In reality, when you’re trying to make progress as a family or with a family, you quickly realize that not everyone moves at the same speed.

We think and talk about getting people “on the same page” and “going in the same direction”, recognizing that these are worthwhile objectives, and they are.

But even if the people are moving in the same general direction, some want to sprint while others may be stuck in the mud and enjoy it there.

 

So, Who’s Ready to Get Started?

The most important question sometimes becomes “who’s ready”, when attempting to get any family to make important progress together as a group.

For a “family system” to change, one way to accomplish this is for one person to change, thereby “forcing” the others to change along with them to attain a new equilibrium.

This generally requires some leadership on the part of that one person who’s willing to stand up and act in a new way, but if they do make such a stand, and are able to maintain it, change will come.

 

But Didn’t You Just Say….

Let me share a little crisis of confidence I had recently, after deciding that this idea was something I’d blog about.

My social media folks control my content posting and while all the content is mine, I usually have no idea when things are set to show up on my Twitter and LinkedIn feeds.

Now, imagine my thoughts as I prepared to write about “being ready to move” and then this quote shows up on my feeds:

 

“Don’t just do something, stand there. 

If your family is struggling with where 

to go next, allow yourselves the time 

and space to gain clarity before acting”

 

My first reaction was “Ooops.”  

But upon further reflection, I realized that this would not be a case of saying “Hurry up… Take your time…”, even though it somehow felt that way.

 

Where Is Your Family Going?

If the family in question “is struggling with where to go next”, taking the time to figure it out, without rushing, and making sure there’s a clear path that people understand and agree on makes plenty of sense.

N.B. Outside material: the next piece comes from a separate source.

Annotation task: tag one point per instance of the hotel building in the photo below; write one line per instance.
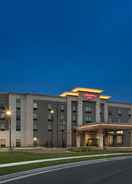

The thing is, many families are already pretty clear about where they’re going AND what they need to do to begin the journey, BUT they don’t necessarily feel ready to start.

And that’s where finding someone who IS ready can make a lot of sense.

A journey of a thousand miles begins with a single step, as they say, and a family journey often begins with one person saying “I’m ready”.

 

The Slowest Common Denominator Issue

Any family journey or family project of the type I’m speaking about here needs to be something that is “for the family”, meaning the vast majority of the people are involved, and hopefully everyone.

And, unfortunately, if you want to be nice and wait for even the slowest person to get on board, the journey is at risk of never taking place.

You don’t want to have to settle for the “slowest common denominator”.

 

Start Where You Are

I’ve long been a fan of the saying:

 

Start where you are

Use what you’ve got

Do what you can

And I think I have a useful addition to it, for times when you are working with a group of people: Start with whomever is ready.

When working with a family system, keep in mind that a change in one person will eventually effect change in the entire system.

Making improvements needs to begin somewhere, with someone.  Finding the one who’s readiest to start can often be the key.